Antibiotic susceptibility testing was done with VITEC 2 (Biomerieux, France) as a routine procedure in our institution.

Discussion

The first step of the aetiopathogenesis of mycotic aneurysms is micro-organism invasion into the aortic wall. Causes include septic embolism, bacterial invasion secondary to a traumatic injury, invasion from adjacent infected tissues or vegetation onto a pre-existing aneurysm or an atherosclerotic plaque. Other predisposing factors include intravascular drug use, immunosuppression due to medications or malignancies, and iatrogenic causes such as catheterisation of the vessels for diagnostic or therapeutic purposes.9-14

The incidence of non-typhoidal Salmonella infection has been increasing worldwide recently. These bacteria are usually food-borne pathogens that cause gastroenteritis, bacteraemia and focal infections.15 Advanced age, diabetes, changes in endogenous intestinal flora, cancer, human immunodeficiency virus infection, auto-immune disorders and immunosuppression are the main risk factors for non-typhoid Salmonella infections and bacteraemia.16

One of the most important extra-intestinal system involvement sites of infection is the endovascular system, and endovascular Salmonella infections in the abdominal aorta usually advance into mycotic abdominal aortic aneurysms.8 As the walls of the aorta degenerate, secondary to a local infection, an aneurysm forms or expands if present, leading to rupture and death if not managed acutely.

In both of our patients, there was no sign of an overt or an occult source of infection. The patients did not have any echocardiographic evidence of cardiac vegetations that could cause a septic embolism. The patients had no history of trauma, intravenous drug abuse, immunosuppression or malignancy. Both had mycotic aneurysms due to Salmonella infection. Given the age of the patients, the most likely aetiology was presumed to be infection of a pre-existing atheromatous plaque. No endovascular leakage from the graft or any surrounding secretion was observed in the control CT angiograms performed in both patients after surgery and after discharge.
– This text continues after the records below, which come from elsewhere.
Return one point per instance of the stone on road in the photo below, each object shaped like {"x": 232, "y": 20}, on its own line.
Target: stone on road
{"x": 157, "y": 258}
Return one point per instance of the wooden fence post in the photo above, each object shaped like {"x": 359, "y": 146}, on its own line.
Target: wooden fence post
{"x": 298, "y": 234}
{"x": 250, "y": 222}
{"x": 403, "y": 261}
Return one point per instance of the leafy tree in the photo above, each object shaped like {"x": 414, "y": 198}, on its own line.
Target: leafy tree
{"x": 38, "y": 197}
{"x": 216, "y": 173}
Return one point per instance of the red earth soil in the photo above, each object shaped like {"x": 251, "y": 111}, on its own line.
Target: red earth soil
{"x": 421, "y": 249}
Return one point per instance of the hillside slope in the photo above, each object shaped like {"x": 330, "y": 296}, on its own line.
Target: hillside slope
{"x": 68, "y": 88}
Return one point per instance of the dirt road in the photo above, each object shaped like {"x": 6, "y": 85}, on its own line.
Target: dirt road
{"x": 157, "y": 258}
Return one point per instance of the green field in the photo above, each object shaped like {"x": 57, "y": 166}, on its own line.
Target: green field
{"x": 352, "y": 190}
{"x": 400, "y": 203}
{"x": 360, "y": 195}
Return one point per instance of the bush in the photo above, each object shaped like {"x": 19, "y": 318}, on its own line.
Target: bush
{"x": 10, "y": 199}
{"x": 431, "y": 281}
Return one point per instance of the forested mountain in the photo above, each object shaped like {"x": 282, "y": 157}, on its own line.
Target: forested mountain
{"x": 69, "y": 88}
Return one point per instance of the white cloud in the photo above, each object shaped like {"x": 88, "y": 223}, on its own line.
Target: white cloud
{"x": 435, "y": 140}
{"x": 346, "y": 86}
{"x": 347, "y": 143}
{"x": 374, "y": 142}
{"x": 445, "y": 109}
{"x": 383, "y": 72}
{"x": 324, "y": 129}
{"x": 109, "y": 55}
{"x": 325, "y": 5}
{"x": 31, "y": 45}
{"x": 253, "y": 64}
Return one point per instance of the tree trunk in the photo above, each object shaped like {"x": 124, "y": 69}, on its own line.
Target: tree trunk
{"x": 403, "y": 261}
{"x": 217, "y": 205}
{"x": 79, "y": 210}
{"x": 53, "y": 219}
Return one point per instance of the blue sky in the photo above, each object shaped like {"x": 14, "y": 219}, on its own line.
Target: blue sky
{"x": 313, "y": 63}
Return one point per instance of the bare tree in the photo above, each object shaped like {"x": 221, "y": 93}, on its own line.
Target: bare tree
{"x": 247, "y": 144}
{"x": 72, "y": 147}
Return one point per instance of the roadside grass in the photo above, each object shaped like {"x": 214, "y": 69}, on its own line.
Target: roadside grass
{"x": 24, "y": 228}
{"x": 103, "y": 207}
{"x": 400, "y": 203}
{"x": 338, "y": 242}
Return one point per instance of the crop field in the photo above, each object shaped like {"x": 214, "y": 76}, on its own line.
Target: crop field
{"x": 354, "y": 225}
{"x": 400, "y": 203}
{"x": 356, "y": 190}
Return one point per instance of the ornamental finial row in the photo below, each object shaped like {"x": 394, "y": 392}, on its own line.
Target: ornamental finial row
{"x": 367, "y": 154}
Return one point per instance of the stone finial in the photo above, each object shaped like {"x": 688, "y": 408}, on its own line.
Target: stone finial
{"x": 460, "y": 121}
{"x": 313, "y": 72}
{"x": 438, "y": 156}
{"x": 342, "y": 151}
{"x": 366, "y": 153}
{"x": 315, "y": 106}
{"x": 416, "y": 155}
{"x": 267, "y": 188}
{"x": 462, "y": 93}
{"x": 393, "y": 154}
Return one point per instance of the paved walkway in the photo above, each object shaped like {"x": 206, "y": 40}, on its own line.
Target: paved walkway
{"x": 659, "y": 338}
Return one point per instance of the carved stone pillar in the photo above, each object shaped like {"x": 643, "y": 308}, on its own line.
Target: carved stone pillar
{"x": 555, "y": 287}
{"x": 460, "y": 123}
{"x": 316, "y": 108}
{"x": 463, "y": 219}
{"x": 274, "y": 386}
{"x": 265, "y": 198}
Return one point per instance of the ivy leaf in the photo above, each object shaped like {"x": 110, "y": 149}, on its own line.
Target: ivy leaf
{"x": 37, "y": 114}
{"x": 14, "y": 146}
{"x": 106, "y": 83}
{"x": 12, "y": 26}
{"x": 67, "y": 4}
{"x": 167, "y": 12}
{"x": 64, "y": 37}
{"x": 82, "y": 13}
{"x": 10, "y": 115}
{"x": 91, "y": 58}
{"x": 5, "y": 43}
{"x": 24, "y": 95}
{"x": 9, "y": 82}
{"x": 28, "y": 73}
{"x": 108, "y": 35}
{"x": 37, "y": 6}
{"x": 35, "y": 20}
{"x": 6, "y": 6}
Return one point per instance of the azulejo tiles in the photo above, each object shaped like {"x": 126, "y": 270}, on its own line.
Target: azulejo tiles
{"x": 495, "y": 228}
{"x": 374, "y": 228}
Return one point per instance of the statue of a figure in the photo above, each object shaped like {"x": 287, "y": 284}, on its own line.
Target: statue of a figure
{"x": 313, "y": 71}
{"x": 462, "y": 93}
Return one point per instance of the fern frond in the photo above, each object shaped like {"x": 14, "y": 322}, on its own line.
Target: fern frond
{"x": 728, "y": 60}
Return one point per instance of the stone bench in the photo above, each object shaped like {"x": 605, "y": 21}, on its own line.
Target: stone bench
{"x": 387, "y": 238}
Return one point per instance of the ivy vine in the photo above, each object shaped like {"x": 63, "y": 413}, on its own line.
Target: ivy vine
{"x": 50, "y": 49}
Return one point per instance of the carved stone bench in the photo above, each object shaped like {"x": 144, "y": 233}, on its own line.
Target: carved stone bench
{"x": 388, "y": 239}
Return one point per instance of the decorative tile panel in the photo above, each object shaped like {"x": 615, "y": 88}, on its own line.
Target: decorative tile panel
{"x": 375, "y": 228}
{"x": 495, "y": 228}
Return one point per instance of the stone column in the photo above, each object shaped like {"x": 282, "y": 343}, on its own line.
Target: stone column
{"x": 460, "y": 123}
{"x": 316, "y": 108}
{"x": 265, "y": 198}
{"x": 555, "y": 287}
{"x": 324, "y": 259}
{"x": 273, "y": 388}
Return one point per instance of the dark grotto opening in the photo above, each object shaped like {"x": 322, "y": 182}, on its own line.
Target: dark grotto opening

In the early stages of mycotic aneurysm, symptoms are usually absent or non-specific. To date, there are no established guidelines for treating mycotic aneurysms, but practical treatment is a combination of antibiotic therapy and surgery.3 Early detection of a mycotic aneurysm is extremely important, as early initiation of treatment improves long-term survival.17 Overall, the mortality rate of mycotic aneurysms is high (23–31%).18 Surgical options include open resection and endovascular repair; however, the optimal surgical treatment is controversial.

Open debridement of a mycotic aneurysm has the advantage of eliminating the infected tissue but is associated with a high risk of mortality (13.3–40%).19 Endovascular repair is considered a less invasive procedure with lower mortality rates, especially in high-risk patients, but the lack of adequate surgical debridement of the infected area is a major disadvantage. This can bring about long-term issues due to direct insertion of a graft into an infected area.4,12

There are also no clear guidelines on the choice or duration of antibiotics. Therefore, each case should be evaluated individually based on the patient’s clinical course, co-morbidities, the microorganism involved, the persistence of the micro-organism, and when the graft material was placed based on the patient’s course. Although there is no clear algorithm, when we look at the literature, long-term antibiotic suppressive therapy is recommended after surgical treatment in order to prevent possible haemothegenous seeding.1,20

In both our patients, there was no focus of infection that could cause bacteraemia. Antibiotherapy was started because of growth of Salmonella enterica in the blood cultures taken before and after the operation. The infection parameters of the patients, who consulted with infectious diseases, were followed up and antibiotherapy was completed in eight weeks.

Conclusion

Mycotic abdominal aortic aneurysms result in high mortality rates. There is no established algorithm for treatment, which should be designed separately for each patient and carried out with the participation of an infectious diseases specialist. Despite timely intervention, unexpected complications and sepsis may lead to mortality, therefore rigorous clinical management is essential.